Sem conferir significado específico à expressão, a Lei de Liberdade Econômica veda a necessidade de alvará – e seus equivalentes - para toda e qualquer “atividade econômica de baixo risco” (art. 3º, inc. I, e § 1º, inc. I). Muito embora a definição de “baixo risco” dependa de regulamento, é certo que existem zonas de certeza positiva e negativa para sua compreensão. Por exemplo, dúvida não pode haver de que oficinas mecânicas, consultórios de dentistas ou um salão de beleza são atividades de baixo risco. Já, a loja de fogos de artifício, não é de baixo risco – e o mesmo se diga de bancos ou depósitos de gás.
No que respeita aos advogados, é nítido que escritórios pequenos e médios, localizados em instalações urbanas regulares, são atividades de baixo risco. A certeza é positiva, em todos os níveis federativos: os Poderes Públicos são proibidos de exigir alvarás como requisito à liberdade de empresa advocatícia. Todavia, um escritório gigante, com milhares de colaboradores, que cause grande impacto no trânsito, nas instalações elétricas e na vizinhança, pode não se submeter ao conceito: a zona, aqui, é de incerteza (e o ato regulamentar deverá esclarecer essa área nublada).
O segundo dos assuntos que pretendo tratar diz respeito às garantias contra o “abuso regulatório” (Lei 13.874/2019, art. 4º), que deve ser evitado pela “administração e demais entidades a que se vinculam esta lei”. Quais são as hipóteses, exemplificativas, que a lei define como abuso regulatório? Algumas merecem destaque: reserva de mercado (art. 4º, inc. I); impedir ou retardar novas tecnologias (art. 4º, inc. IV); limites à formação de sociedades empresariais ou atividades econômicas (art. 4º, inc. VII) e restringir o uso e o exercício da publicidade e propaganda sobre um setor econômico (art. 4º, inc. VIII). O regulador está impedido de exercitar poder de polícia limitador desses modos de exercício da liberdade econômica. Claro que aos advogados cumpre a defesa de tais direitos. Todavia, será que as proibições incidem sobre a OAB? Ela seria uma das “demais entidades”? Parece-me que não.

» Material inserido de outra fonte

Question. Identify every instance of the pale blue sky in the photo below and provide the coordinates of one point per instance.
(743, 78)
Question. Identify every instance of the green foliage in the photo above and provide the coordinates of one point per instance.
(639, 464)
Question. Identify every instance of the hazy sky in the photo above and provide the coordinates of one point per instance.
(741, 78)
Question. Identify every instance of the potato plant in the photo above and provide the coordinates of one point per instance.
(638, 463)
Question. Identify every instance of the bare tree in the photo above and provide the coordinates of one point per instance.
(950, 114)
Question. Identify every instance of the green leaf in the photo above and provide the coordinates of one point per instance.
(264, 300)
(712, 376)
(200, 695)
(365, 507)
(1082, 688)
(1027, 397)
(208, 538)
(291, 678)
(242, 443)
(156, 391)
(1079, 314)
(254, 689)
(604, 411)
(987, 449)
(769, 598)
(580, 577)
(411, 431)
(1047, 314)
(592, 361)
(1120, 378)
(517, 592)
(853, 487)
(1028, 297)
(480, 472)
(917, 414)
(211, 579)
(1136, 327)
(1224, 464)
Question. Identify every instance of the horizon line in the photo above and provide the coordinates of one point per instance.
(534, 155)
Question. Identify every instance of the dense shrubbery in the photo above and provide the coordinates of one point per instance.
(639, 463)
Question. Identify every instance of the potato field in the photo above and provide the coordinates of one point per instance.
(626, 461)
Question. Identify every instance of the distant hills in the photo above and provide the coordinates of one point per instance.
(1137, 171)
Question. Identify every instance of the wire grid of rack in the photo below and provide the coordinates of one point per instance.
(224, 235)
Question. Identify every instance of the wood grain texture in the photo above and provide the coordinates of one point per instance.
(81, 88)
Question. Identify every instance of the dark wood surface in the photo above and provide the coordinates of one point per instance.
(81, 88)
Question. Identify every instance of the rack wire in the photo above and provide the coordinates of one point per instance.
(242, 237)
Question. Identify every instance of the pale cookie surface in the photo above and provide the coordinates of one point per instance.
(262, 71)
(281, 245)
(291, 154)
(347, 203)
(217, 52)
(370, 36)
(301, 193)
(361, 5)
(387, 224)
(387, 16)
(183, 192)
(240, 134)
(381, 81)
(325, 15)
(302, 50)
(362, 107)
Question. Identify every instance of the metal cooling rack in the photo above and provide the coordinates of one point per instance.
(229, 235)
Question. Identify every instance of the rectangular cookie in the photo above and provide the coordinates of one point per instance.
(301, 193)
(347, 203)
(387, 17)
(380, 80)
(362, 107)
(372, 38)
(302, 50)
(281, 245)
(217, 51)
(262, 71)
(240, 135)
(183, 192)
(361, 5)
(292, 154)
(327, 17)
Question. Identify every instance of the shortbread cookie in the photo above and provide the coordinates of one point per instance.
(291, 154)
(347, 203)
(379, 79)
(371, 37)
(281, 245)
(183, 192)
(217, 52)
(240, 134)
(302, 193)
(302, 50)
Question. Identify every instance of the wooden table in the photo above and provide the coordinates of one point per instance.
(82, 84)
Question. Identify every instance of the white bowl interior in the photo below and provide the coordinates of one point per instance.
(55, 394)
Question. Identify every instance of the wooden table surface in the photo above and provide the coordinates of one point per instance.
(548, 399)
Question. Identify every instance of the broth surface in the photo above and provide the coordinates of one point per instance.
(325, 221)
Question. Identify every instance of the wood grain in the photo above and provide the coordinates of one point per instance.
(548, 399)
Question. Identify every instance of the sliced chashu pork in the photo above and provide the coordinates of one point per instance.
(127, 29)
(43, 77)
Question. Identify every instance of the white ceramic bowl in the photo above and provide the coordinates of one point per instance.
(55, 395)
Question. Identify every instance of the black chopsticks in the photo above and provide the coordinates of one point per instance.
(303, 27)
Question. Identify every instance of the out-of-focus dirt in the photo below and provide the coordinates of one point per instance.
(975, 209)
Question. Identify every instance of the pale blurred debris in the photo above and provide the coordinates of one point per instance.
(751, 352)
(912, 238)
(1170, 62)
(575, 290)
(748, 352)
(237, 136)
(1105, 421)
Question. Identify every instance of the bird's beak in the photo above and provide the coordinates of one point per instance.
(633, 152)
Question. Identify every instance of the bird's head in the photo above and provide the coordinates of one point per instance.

A Lei de Liberdade dirige-se a formas heterônomas de restrição de liberdades, exercidas por órgãos e entidades públicas, no exercício das competências atribuídas por lei (Constituição, art. 170, par. ún.). Todavia, o art. 4º da Lei 13.874/2019 não se reporta à autorregulação profissional. Mesmo porque, quando se fala em OAB, não se estuda o “poder de polícia administrativo”, mas autolimitações elaboradas pelos próprios integrantes da profissão: são os advogados a se autorregular. O que não importa dizer que se possa ignorar o art. 4º: apesar de seus temas não configurarem proibições à autorregulação, são importantes vetores a instituir novas cogitações para a OAB.
Muito mais poderia ser dito, mas já se pode constatar que, quando se fala em advocacia, está-se a se tratar do direito fundamental de livremente advogar em favor das liberdades. Por outro lado, a liberdade econômica é direito fundamental e a advocacia constitui um dos modos de seu o exercício. Ela principalmente existe para defender direitos fundamentais, o que se reflete no respeito às prerrogativas e à ética profissional: liberdades, com responsabilidade. Enfim, nós, advogados, temos tudo a ver com a liberdade econômica.